Accounting for Non-Stationary Variability in Magnetic Particle Spectroscopy
Abstract
Magnetic particle spectroscopy (MPS) is an emerging analytical technique with potential for rapid, accessible, and affordable point of care biomarker detection based on magnetic signal fluctuations. Accurate interpretation of MPS signals requires both colloidal stability of nanoparticles in aqueous and complex media and statistical models that appropriately represent experimental variability. Conventional least squares (LS) approaches assume stationary and homoscedastic noise, assumptions which break down in experimental settings due to inherent temporal and within sample variability.
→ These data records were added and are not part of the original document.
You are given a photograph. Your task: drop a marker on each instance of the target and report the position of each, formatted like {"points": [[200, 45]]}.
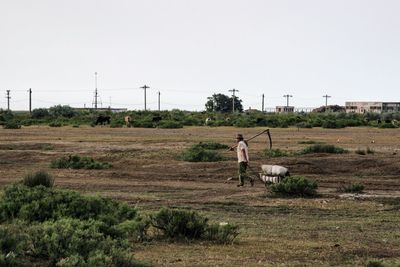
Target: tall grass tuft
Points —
{"points": [[275, 153], [38, 178], [352, 188], [199, 154], [321, 148], [295, 186], [78, 162]]}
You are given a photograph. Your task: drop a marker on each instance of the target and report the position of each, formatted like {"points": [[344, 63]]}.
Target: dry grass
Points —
{"points": [[333, 229]]}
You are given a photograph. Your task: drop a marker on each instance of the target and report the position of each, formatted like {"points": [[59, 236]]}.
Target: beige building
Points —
{"points": [[374, 107], [284, 109]]}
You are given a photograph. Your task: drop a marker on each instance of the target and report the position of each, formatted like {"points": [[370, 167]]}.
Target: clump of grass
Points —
{"points": [[189, 225], [64, 228], [295, 186], [309, 142], [212, 145], [364, 152], [38, 178], [320, 148], [47, 147], [275, 153], [375, 264], [168, 124], [370, 150], [12, 124], [360, 152], [198, 154], [352, 188], [78, 162], [55, 124]]}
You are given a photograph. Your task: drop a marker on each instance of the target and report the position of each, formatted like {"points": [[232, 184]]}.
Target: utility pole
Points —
{"points": [[144, 87], [233, 99], [287, 99], [95, 91], [30, 100], [326, 101], [262, 107], [8, 99], [159, 100]]}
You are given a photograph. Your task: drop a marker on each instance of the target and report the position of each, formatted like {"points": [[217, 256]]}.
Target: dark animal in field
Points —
{"points": [[156, 118], [128, 120], [102, 120]]}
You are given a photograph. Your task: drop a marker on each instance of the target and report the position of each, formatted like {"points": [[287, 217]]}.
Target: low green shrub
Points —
{"points": [[39, 203], [304, 124], [376, 264], [63, 228], [320, 148], [244, 123], [198, 154], [370, 150], [387, 125], [360, 152], [167, 124], [78, 162], [181, 224], [275, 153], [295, 186], [38, 178], [221, 233], [143, 123], [309, 142], [212, 145], [12, 124], [352, 188], [178, 224], [56, 123]]}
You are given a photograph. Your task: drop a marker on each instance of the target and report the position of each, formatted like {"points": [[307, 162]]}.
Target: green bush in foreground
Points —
{"points": [[166, 124], [352, 188], [38, 178], [63, 228], [12, 124], [180, 224], [275, 153], [212, 145], [78, 162], [295, 186], [321, 148], [198, 154]]}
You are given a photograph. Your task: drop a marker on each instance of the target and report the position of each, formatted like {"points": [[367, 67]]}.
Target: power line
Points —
{"points": [[144, 87], [326, 100], [233, 98], [287, 99], [8, 99]]}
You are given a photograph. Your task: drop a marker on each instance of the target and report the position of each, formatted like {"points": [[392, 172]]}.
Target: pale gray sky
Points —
{"points": [[190, 49]]}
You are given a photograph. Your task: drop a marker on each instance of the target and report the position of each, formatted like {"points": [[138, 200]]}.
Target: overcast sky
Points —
{"points": [[190, 49]]}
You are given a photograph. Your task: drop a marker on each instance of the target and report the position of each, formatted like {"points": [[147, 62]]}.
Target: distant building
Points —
{"points": [[284, 109], [373, 107]]}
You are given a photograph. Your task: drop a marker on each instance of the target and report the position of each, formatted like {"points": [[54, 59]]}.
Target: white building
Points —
{"points": [[374, 107]]}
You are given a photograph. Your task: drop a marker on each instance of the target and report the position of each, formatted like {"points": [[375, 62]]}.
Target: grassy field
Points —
{"points": [[334, 229]]}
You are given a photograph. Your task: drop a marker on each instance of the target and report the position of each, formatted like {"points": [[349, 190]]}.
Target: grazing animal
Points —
{"points": [[156, 118], [273, 173], [128, 120], [103, 119]]}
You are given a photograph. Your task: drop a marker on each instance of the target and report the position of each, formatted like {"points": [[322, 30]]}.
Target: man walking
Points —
{"points": [[243, 160]]}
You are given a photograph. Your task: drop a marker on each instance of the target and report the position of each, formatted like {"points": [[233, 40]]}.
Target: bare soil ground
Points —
{"points": [[332, 229]]}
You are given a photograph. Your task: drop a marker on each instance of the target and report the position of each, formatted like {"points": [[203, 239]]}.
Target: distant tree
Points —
{"points": [[63, 111], [331, 108], [39, 113], [223, 103]]}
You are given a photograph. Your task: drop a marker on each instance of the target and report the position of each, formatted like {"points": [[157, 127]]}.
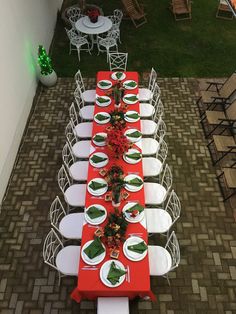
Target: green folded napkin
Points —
{"points": [[131, 98], [136, 134], [96, 185], [135, 182], [96, 159], [135, 156], [94, 212], [138, 207], [138, 248], [132, 115], [94, 249], [98, 138], [102, 100], [115, 273], [101, 117]]}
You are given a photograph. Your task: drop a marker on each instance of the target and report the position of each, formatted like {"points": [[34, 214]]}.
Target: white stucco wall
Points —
{"points": [[24, 24]]}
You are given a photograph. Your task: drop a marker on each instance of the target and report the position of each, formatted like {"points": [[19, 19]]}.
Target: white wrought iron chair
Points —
{"points": [[114, 305], [153, 166], [88, 95], [85, 112], [81, 149], [160, 220], [74, 194], [118, 61], [163, 260], [64, 259], [156, 193], [68, 225], [78, 170]]}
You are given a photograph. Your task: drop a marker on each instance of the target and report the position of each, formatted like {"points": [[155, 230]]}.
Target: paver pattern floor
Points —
{"points": [[204, 282]]}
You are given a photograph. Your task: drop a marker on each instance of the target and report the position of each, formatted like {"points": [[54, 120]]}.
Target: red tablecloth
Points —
{"points": [[89, 284]]}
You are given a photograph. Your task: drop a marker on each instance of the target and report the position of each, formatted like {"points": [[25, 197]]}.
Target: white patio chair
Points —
{"points": [[117, 61], [64, 259], [85, 112], [88, 95], [80, 149], [68, 225], [156, 193], [163, 260], [114, 305], [74, 194], [78, 170], [152, 166], [160, 220], [145, 94]]}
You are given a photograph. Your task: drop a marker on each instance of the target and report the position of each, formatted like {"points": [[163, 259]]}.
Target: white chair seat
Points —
{"points": [[79, 170], [145, 94], [155, 193], [119, 305], [146, 110], [84, 129], [152, 167], [87, 112], [158, 220], [82, 149], [148, 127], [75, 195], [71, 226], [67, 260], [89, 95], [159, 260]]}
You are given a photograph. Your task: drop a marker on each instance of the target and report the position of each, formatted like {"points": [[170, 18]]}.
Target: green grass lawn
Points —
{"points": [[202, 47]]}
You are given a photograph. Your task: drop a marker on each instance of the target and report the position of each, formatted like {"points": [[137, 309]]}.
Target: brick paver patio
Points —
{"points": [[205, 281]]}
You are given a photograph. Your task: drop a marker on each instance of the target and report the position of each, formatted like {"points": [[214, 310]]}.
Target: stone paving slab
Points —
{"points": [[204, 282]]}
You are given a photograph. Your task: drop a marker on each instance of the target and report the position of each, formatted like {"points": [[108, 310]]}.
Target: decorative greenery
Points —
{"points": [[44, 61]]}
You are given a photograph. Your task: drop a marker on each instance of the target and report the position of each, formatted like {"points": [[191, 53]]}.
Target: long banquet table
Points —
{"points": [[89, 285]]}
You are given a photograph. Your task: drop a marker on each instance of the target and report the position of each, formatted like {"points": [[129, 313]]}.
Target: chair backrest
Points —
{"points": [[52, 245], [229, 87], [173, 206], [56, 212], [63, 179], [172, 246], [118, 61]]}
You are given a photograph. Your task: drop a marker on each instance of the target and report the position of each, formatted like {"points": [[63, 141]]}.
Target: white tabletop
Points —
{"points": [[84, 25]]}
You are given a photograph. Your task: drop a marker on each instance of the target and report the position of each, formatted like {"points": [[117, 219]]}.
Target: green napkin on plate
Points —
{"points": [[138, 248], [96, 159], [93, 212], [96, 185], [94, 249], [115, 273], [135, 182]]}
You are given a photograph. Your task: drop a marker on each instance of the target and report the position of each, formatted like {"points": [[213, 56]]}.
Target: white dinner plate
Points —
{"points": [[99, 191], [96, 260], [107, 86], [105, 270], [130, 138], [133, 256], [95, 221], [128, 217], [132, 188], [103, 104], [130, 102], [105, 114], [100, 143], [131, 119], [114, 77], [130, 160], [99, 164], [126, 86]]}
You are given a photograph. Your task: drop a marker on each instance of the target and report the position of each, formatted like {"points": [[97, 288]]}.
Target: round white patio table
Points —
{"points": [[84, 25]]}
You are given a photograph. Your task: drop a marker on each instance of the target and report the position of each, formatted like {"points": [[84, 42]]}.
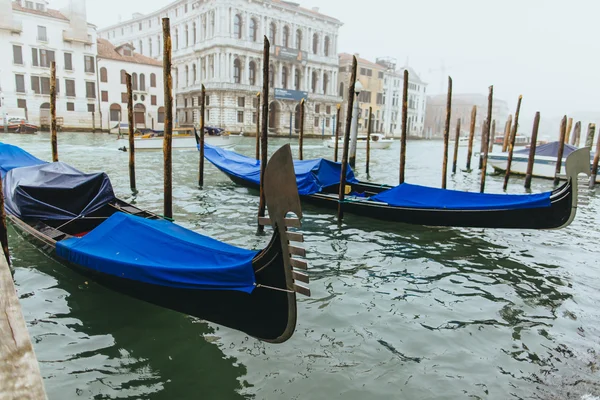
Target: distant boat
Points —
{"points": [[378, 141], [544, 165]]}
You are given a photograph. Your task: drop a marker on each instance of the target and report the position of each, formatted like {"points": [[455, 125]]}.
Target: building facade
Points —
{"points": [[114, 63], [220, 44], [31, 37], [462, 106], [382, 86]]}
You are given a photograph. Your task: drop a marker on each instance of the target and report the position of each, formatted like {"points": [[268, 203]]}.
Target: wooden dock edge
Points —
{"points": [[20, 376]]}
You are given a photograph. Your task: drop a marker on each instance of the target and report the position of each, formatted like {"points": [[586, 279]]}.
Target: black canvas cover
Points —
{"points": [[55, 191]]}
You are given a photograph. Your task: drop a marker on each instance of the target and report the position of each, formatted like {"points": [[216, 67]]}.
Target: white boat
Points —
{"points": [[378, 141], [544, 165]]}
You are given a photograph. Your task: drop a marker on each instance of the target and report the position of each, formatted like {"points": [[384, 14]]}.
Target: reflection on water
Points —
{"points": [[397, 311]]}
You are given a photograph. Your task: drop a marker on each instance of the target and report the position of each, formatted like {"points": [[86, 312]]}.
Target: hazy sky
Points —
{"points": [[546, 50]]}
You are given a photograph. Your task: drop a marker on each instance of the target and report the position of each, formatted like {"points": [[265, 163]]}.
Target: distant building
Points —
{"points": [[147, 86], [31, 37], [219, 44], [462, 106]]}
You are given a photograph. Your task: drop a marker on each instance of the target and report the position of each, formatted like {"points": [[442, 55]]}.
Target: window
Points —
{"points": [[299, 39], [42, 34], [284, 77], [237, 76], [253, 30], [17, 54], [20, 83], [272, 32], [90, 90], [68, 62], [89, 64], [237, 26], [103, 75], [70, 87], [286, 36], [252, 73]]}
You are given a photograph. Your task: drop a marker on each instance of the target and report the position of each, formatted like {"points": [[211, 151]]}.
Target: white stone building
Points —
{"points": [[31, 37], [219, 44], [146, 81], [392, 92]]}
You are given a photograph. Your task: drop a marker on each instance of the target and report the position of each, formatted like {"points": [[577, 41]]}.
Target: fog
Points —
{"points": [[545, 50]]}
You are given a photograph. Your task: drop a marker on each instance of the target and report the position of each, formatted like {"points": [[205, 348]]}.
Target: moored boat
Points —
{"points": [[378, 141], [319, 180], [76, 218]]}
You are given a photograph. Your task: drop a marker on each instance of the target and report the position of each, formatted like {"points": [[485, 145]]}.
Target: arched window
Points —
{"points": [[237, 26], [284, 77], [253, 30], [272, 32], [286, 36], [103, 75], [237, 71], [252, 69], [299, 39]]}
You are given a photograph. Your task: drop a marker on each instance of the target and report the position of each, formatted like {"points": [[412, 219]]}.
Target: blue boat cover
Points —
{"points": [[55, 191], [414, 196], [162, 253], [311, 175], [15, 157], [550, 150]]}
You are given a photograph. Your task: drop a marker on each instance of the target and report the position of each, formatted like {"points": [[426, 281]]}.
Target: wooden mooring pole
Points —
{"points": [[471, 137], [447, 133], [342, 191], [168, 138], [488, 135], [301, 134], [531, 161], [201, 138], [338, 123], [404, 128], [264, 132], [561, 149], [130, 136], [369, 128], [456, 140], [511, 145], [54, 138]]}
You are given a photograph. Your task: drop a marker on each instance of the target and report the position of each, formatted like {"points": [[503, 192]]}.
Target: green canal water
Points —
{"points": [[397, 311]]}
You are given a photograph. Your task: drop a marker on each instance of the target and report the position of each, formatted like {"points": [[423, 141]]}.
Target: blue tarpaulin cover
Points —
{"points": [[414, 196], [550, 150], [311, 175], [161, 253], [55, 191], [15, 157]]}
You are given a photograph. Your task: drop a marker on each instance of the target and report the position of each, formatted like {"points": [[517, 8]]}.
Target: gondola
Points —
{"points": [[76, 218], [318, 183]]}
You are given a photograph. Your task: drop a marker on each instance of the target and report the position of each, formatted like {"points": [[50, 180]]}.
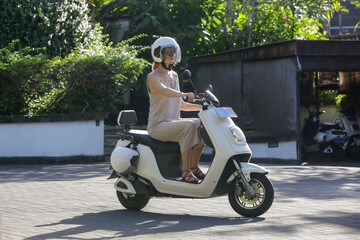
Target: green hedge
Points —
{"points": [[59, 26], [87, 80]]}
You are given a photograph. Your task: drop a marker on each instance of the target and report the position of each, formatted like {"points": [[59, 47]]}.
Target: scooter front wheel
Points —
{"points": [[131, 201], [248, 206]]}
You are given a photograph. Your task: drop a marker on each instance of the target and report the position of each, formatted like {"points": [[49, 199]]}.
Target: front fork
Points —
{"points": [[249, 190]]}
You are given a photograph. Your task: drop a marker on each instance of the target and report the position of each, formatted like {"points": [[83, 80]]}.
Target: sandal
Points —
{"points": [[198, 173], [189, 177]]}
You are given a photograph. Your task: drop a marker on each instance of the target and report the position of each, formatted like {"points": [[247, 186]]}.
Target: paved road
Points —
{"points": [[77, 202]]}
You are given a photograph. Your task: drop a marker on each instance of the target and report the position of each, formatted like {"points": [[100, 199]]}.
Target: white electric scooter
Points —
{"points": [[145, 167]]}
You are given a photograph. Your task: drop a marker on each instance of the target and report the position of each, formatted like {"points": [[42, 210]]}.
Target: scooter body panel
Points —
{"points": [[225, 148]]}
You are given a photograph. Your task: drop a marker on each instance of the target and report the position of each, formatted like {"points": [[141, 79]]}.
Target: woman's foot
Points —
{"points": [[189, 177], [198, 173]]}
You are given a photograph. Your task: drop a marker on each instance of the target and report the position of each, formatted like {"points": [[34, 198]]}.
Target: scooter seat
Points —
{"points": [[142, 136]]}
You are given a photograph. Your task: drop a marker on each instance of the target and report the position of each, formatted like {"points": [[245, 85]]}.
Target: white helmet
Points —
{"points": [[120, 158], [163, 43]]}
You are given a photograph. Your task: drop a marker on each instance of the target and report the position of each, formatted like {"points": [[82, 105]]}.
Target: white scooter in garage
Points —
{"points": [[145, 167]]}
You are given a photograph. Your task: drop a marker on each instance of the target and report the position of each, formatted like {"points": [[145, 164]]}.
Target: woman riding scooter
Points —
{"points": [[164, 121]]}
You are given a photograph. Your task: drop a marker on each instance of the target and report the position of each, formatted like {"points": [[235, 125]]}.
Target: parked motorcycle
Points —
{"points": [[327, 138], [147, 168], [351, 126]]}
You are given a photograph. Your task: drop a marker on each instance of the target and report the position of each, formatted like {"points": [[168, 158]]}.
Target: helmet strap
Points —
{"points": [[167, 68]]}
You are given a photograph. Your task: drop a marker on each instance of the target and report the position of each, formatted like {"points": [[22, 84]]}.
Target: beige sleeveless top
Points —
{"points": [[162, 108]]}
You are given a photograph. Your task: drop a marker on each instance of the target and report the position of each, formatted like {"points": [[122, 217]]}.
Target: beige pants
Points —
{"points": [[186, 131]]}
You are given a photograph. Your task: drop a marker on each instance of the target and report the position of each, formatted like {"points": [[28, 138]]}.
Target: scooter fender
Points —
{"points": [[247, 169]]}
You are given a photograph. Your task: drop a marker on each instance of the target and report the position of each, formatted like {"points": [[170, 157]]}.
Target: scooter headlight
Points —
{"points": [[238, 135]]}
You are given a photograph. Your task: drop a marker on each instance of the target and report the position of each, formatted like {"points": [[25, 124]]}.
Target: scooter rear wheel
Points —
{"points": [[132, 202], [252, 207]]}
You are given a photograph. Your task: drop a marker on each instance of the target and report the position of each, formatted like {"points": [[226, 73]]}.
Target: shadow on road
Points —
{"points": [[125, 223]]}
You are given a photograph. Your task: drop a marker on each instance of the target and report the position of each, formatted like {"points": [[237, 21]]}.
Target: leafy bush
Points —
{"points": [[59, 26], [90, 79]]}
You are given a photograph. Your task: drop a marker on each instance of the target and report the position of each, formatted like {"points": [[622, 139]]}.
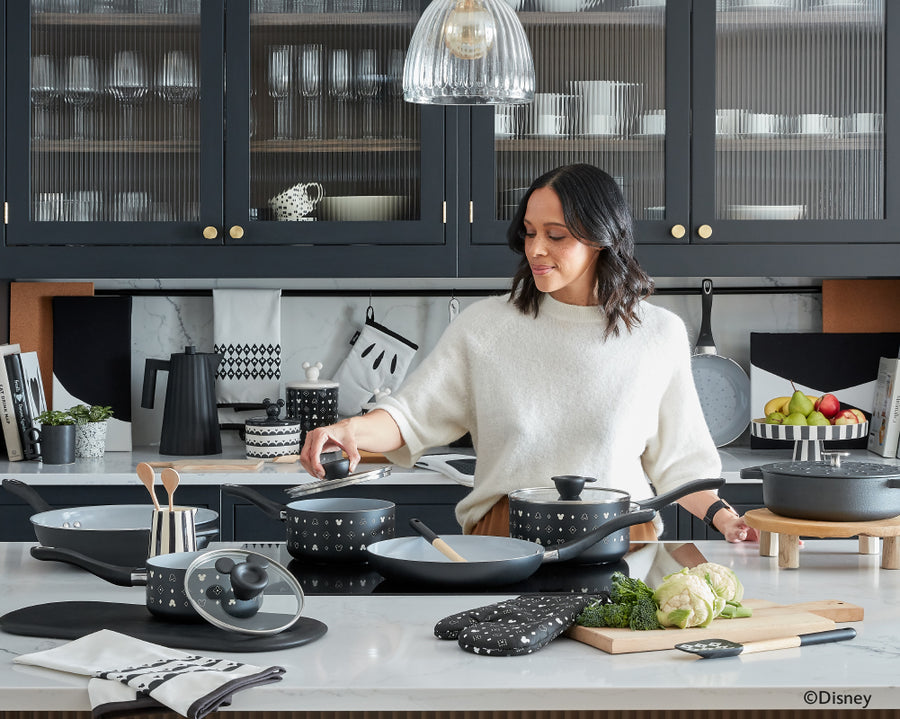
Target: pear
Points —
{"points": [[800, 403]]}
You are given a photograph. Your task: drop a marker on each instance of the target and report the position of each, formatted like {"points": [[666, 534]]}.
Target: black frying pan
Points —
{"points": [[722, 384]]}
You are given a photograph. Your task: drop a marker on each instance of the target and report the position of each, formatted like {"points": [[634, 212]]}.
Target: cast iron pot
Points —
{"points": [[327, 529], [115, 533], [828, 490], [553, 517]]}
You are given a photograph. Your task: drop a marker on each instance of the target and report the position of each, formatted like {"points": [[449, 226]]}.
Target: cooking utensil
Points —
{"points": [[552, 516], [717, 648], [769, 621], [435, 541], [491, 561], [225, 587], [114, 533], [722, 384], [148, 477], [830, 490], [326, 529], [170, 481]]}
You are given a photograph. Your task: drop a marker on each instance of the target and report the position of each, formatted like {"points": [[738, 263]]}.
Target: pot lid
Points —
{"points": [[241, 591]]}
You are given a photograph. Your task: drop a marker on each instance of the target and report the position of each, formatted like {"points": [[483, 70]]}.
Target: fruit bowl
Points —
{"points": [[808, 439]]}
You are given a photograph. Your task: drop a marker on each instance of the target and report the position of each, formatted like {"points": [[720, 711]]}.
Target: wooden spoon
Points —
{"points": [[148, 476], [170, 480]]}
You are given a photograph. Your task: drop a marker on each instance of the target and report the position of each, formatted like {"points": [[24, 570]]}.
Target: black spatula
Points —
{"points": [[713, 648]]}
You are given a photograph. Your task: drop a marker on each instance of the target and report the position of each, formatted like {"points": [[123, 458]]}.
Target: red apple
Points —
{"points": [[828, 405], [845, 416]]}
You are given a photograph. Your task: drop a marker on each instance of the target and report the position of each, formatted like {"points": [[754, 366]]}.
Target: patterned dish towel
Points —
{"points": [[247, 333], [130, 675]]}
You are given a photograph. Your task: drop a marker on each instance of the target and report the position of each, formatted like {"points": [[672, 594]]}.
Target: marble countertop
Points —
{"points": [[379, 653]]}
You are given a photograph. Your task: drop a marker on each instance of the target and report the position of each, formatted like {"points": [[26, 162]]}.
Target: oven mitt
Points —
{"points": [[130, 675], [518, 626], [378, 359]]}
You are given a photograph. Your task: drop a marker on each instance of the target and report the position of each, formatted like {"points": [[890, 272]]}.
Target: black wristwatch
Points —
{"points": [[713, 509]]}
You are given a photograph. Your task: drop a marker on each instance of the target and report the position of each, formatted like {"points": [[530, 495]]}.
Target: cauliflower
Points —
{"points": [[686, 600]]}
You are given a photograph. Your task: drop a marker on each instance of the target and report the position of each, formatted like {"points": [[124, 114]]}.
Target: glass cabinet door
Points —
{"points": [[107, 122], [796, 138], [324, 150], [607, 94]]}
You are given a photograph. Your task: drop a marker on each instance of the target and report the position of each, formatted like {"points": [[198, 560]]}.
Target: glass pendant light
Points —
{"points": [[469, 52]]}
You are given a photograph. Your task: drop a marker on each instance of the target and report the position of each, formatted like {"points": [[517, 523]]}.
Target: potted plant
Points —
{"points": [[90, 429], [56, 436]]}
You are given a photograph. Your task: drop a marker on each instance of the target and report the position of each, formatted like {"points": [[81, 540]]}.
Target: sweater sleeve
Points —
{"points": [[682, 448]]}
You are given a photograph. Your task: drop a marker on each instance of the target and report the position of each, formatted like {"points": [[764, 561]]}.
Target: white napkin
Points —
{"points": [[131, 674]]}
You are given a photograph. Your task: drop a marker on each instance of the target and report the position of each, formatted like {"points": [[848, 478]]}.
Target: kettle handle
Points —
{"points": [[151, 367]]}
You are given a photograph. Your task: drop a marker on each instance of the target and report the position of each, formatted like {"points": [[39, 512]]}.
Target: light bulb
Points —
{"points": [[469, 30]]}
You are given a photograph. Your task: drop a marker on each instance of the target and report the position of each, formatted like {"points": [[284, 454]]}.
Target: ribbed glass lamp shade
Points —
{"points": [[469, 52]]}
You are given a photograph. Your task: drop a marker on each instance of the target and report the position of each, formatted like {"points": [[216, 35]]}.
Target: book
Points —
{"points": [[10, 430], [24, 418], [884, 427]]}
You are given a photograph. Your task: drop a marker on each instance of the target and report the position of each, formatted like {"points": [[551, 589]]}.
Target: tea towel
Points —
{"points": [[130, 675]]}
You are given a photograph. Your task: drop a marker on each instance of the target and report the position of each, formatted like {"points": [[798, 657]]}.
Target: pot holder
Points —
{"points": [[518, 626], [378, 359]]}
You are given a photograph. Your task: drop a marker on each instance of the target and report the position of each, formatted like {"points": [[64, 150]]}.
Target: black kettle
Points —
{"points": [[190, 419]]}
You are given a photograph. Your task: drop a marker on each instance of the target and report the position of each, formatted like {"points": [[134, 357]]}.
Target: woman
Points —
{"points": [[571, 373]]}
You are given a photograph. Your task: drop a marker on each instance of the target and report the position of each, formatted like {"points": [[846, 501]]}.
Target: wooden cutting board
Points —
{"points": [[769, 621], [212, 465]]}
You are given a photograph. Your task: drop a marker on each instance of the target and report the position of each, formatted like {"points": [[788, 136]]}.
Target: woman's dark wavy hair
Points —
{"points": [[595, 212]]}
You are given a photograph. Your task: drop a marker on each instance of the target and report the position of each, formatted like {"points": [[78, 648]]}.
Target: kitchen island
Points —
{"points": [[379, 653]]}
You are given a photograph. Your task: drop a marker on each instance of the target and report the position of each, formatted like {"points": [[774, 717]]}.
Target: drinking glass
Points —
{"points": [[81, 88], [340, 89], [128, 84], [44, 91], [310, 72], [177, 84], [280, 88], [367, 82]]}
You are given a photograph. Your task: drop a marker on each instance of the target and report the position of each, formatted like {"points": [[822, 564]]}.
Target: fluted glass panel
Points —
{"points": [[800, 109], [331, 138], [115, 90], [600, 71]]}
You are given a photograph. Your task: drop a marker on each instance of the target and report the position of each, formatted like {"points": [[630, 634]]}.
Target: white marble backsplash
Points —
{"points": [[319, 328]]}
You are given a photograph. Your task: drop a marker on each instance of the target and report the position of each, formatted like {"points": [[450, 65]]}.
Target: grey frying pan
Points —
{"points": [[722, 384]]}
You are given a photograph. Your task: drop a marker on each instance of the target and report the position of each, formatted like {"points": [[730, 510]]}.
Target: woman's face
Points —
{"points": [[561, 265]]}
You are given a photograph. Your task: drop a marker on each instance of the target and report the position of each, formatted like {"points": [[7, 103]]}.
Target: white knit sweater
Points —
{"points": [[548, 395]]}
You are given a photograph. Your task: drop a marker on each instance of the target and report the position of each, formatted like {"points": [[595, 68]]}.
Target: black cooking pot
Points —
{"points": [[552, 517], [115, 533], [327, 529], [829, 490]]}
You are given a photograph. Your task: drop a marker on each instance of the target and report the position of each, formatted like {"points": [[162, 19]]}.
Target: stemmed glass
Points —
{"points": [[340, 89], [367, 88], [128, 85], [44, 91], [177, 84], [280, 88], [80, 88], [310, 72]]}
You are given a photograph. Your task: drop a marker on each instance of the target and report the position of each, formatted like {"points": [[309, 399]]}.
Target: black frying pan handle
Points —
{"points": [[273, 509], [666, 498], [120, 576], [28, 493], [705, 342]]}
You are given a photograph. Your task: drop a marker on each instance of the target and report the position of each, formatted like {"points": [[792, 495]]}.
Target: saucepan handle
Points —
{"points": [[665, 499]]}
This study, investigates the signal variability in 22 nm iron oxide nanoparticles (IONPs) coated with 20 kDa poly(ethylene glycol). We evaluate the validity of the standard linear model and reveal that the least squares approach fails to account for inherent temporal and within sample variability. Repeated measurements under identical treatment conditions reveal substantial structured fluctuations consistent with a non-stationary measurement process. Transformations commonly used to normalize mass loading effects, including harmonic rations, redistribute variance without resolving the underlying variability. A hierarchical mixed effects model is implemented to partition within-run and temporal sources of variation and to provide confidence estimates that reflect the observed variance structure across observation levels. These findings establish a statistical framework for representing intrinsic variability in MPS measurements and support more rigorous interpretation of harmonic signals. Explicit modeling of hierarchical uncertainty is an importation step towards quantitative, reproducible MPS analysis and translation of MPS for sensitive biomarker detection.